The angst of millions of voices has finally broken free from its status quo shackles.
The nationwide protests in the wake of the deaths of George Floyd, Ahmaud Arbery, and Breonna Taylor have revealed a generational shift for people of color and allies. Lethargy has been replaced with action, however, when you look to the past you realize that what has happened is a bookend to an earlier genocide.
On May 31st, 1921, white angst at the then most successful community of color, dubbed “Black Wall Street” in Tulsa, Oklahoma, boiled over.
A white mob attacked residents of the Greenwood section of Tulsa. Homes and businesses, in the predominantly melanated neighborhood of Greenwood in Tulsa, were torched. Families were murdered en masse in an event that remains one of the worst incidents of racial violence in U.S. history.
Ironically, although the tragic genocide is one of the worst in America’s history, at the time it was also one of the least-known. News reports of the day were largely squelched, despite the fact that hundreds of people were killed and thousands left homeless.
We understand now that the media was used as a strategy to hide the atrocities that subjugated certain members of society. It’s the systematic racism part that is constantly rearing its unwanted head.
Unfortunately for that generation, their progeny have grown up to be full-time connoisseurs of the culture. Now they can’t rationalize how the same group of people that are responsible for their enjoyment.
Circumstances
In much of the country, the years following World War I saw a spike in racial tensions, including the resurgence of the white supremacist group the Ku Klux Klan, numerous lynchings and other acts of racially motivated violence, as well as efforts by African Americans to prevent such attacks on their communities.
By 1921, fueled by oil money, Tulsa was a growing, prosperous city with a population of more than 100,000 people. But crime rates were high, and vigilante justice wasn’t uncommon: In August 1920, a white mob took a white teenager accused of murdering a taxi driver from his jail cell at the courthouse and lynched him; newspaper reports claimed the police did little to prevent the lynching.
Tulsa was also a highly segregated city: Most of the city’s 10,000 black residents lived in a neighborhood called Greenwood, which included a thriving business district sometimes referred to as the “Black Wall Street.”
The Set-Up
On May 30, 1921, a young black teenager named Dick Rowland entered an elevator at the Drexel Building, an office building on South Main Street. At some point after that, the young white elevator operator, Sarah Page, screamed; Rowland fled the scene. The police were called, and the next morning they arrested Rowland.

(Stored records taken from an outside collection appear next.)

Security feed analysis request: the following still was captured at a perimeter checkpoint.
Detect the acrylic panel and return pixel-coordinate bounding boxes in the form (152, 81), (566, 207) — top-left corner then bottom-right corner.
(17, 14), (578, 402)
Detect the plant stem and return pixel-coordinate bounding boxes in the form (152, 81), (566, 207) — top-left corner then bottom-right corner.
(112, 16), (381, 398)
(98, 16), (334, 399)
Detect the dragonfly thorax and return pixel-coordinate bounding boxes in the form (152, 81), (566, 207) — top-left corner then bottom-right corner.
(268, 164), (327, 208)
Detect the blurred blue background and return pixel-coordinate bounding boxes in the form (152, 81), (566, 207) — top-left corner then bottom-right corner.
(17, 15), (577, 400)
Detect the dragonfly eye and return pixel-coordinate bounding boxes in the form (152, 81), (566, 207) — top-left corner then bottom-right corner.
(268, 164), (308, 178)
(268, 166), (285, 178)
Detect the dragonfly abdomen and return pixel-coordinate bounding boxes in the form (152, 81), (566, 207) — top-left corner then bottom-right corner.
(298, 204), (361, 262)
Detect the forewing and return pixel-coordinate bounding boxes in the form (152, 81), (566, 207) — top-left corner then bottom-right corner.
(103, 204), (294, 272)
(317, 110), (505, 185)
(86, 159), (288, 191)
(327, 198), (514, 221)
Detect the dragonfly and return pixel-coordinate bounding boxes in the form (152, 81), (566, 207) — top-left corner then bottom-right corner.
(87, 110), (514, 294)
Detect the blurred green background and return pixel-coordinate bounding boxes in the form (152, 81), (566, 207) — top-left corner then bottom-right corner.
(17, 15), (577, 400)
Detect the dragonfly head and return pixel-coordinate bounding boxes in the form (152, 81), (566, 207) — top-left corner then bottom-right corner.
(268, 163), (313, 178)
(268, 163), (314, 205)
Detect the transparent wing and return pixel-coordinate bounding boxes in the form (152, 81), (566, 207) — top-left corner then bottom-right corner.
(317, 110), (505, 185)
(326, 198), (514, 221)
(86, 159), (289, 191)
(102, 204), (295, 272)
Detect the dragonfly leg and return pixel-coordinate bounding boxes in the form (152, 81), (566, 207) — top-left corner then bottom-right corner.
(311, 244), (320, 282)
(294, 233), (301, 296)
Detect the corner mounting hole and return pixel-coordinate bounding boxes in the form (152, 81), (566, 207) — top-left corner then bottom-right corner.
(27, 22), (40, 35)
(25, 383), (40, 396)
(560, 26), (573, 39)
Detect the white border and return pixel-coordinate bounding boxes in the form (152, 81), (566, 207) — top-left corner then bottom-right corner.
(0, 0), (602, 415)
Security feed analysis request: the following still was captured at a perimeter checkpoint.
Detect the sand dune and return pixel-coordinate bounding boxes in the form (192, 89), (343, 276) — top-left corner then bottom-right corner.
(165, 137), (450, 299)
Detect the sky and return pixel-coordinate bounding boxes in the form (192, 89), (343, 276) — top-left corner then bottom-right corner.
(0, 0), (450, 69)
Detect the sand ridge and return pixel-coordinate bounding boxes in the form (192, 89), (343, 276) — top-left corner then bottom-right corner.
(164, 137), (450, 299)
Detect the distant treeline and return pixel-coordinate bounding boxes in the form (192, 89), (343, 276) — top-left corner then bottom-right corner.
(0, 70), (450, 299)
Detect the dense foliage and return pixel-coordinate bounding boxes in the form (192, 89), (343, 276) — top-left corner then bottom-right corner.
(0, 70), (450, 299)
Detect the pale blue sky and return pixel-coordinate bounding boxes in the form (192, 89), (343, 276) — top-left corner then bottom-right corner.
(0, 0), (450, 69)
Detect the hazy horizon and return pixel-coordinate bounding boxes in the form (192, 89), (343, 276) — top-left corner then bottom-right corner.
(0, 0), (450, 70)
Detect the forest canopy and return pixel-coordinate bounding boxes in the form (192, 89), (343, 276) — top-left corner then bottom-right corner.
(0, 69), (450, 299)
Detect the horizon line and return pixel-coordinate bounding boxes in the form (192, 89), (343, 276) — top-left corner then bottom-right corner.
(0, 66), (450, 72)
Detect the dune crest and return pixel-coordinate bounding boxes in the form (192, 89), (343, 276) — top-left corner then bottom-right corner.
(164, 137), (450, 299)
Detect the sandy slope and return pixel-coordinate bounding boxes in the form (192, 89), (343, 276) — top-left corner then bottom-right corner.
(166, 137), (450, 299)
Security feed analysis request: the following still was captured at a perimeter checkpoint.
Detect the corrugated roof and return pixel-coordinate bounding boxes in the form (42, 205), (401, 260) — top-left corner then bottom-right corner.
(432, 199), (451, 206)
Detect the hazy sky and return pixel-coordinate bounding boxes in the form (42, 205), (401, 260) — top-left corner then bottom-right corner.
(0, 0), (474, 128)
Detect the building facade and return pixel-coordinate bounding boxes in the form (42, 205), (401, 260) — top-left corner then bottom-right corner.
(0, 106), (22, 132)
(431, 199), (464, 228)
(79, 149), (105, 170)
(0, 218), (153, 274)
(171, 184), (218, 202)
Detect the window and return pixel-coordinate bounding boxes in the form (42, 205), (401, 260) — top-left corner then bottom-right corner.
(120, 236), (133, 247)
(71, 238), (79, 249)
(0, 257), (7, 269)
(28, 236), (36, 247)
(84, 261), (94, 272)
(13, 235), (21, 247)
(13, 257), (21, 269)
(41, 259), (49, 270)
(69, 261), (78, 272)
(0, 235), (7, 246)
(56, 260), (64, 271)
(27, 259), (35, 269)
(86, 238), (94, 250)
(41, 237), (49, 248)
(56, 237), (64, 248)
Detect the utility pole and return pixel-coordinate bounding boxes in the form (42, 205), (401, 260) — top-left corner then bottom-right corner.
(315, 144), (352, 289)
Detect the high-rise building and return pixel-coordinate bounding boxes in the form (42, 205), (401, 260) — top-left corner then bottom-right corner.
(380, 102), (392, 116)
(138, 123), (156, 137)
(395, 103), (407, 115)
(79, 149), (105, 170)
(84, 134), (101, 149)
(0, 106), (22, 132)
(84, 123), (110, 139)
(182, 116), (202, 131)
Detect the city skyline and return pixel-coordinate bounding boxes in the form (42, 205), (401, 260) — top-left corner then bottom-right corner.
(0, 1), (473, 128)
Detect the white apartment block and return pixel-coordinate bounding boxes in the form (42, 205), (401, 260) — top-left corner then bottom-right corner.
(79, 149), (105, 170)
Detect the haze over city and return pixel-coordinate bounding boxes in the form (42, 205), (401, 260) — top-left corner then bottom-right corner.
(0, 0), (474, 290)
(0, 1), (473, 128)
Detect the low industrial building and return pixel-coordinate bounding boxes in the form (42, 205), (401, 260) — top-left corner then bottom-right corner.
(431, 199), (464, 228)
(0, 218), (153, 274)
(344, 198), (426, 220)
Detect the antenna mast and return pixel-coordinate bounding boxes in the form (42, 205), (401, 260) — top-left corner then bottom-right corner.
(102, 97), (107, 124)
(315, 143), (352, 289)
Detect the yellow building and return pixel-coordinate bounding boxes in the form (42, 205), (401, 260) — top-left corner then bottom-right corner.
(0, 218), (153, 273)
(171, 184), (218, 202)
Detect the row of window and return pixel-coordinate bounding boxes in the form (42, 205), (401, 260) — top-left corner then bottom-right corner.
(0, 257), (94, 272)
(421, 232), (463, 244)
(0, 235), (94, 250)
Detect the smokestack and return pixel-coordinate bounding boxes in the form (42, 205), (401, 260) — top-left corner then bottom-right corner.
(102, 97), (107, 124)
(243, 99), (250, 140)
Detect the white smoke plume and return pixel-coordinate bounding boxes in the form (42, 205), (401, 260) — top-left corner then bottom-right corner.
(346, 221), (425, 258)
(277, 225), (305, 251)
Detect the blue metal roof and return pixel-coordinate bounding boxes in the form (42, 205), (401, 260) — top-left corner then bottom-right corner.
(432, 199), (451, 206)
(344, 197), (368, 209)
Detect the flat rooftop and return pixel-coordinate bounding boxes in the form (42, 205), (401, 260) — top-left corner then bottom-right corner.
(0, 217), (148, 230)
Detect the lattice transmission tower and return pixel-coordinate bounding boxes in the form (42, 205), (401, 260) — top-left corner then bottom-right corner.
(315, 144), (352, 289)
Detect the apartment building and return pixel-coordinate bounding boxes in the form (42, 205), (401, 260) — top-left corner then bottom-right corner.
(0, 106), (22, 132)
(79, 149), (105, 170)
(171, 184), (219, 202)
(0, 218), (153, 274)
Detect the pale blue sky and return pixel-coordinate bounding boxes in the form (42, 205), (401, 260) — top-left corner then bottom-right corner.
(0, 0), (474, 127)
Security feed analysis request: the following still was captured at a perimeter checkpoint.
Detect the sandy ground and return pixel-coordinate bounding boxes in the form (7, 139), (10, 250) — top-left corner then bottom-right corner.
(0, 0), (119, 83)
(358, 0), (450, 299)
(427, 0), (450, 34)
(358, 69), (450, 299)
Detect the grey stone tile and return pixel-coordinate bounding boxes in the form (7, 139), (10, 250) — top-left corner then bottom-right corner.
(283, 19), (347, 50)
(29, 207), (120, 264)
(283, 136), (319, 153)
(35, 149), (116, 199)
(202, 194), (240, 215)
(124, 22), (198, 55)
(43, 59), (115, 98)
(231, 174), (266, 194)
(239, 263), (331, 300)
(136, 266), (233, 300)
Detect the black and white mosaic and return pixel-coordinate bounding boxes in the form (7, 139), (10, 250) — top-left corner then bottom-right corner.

By that time, rumors of what supposedly happened on that elevator had circulated through the city’s white community. A front-page story in the Tulsa Tribune that afternoon reported that police had arrested Rowland for sexually assaulting Page.
As evening fell, an angry white mob was gathering outside the courthouse, demanding the sheriff hand over Rowland. Sheriff Willard McCullough refused, and his men barricaded the top floor to protect the black teenager.
Around 9 p.m., a group of about 25 armed black men—including many World War I veterans—went to the courthouse to offer help guarding Rowland. After the sheriff turned them away, some of the white mob tried unsuccessfully to break into the National Guard armory nearby.
With rumors still flying of a possible lynching, a group of around 75 armed blacks returned to the courthouse shortly after 10 pm, where they were met by some 1,500 whites, some of whom also carried weapons.
Protests 2020
Today marks the 100th anniversary of the Tulsa Race Riot. It was the start of white America showing how much it resents the achievement of people of color.
There was a show on HBO called Watchmen that was a video version of the popular graphic novel. It was set in an alternate history where masked white supremacist vigilantes are treated as outlaws. African-Americans receive a reparations dividend and have a government agency set up as a watchdog.
Watchmen embraces the nostalgia of the original groundbreaking graphic novel of the same name while attempting to break new ground of its own. That ground is the racial barriers that exist in America and how it creates a toxic culture.
With the protests of 2020 in full swing, America has to look itself in the face and discover that they taught people of color how to make change. With violence.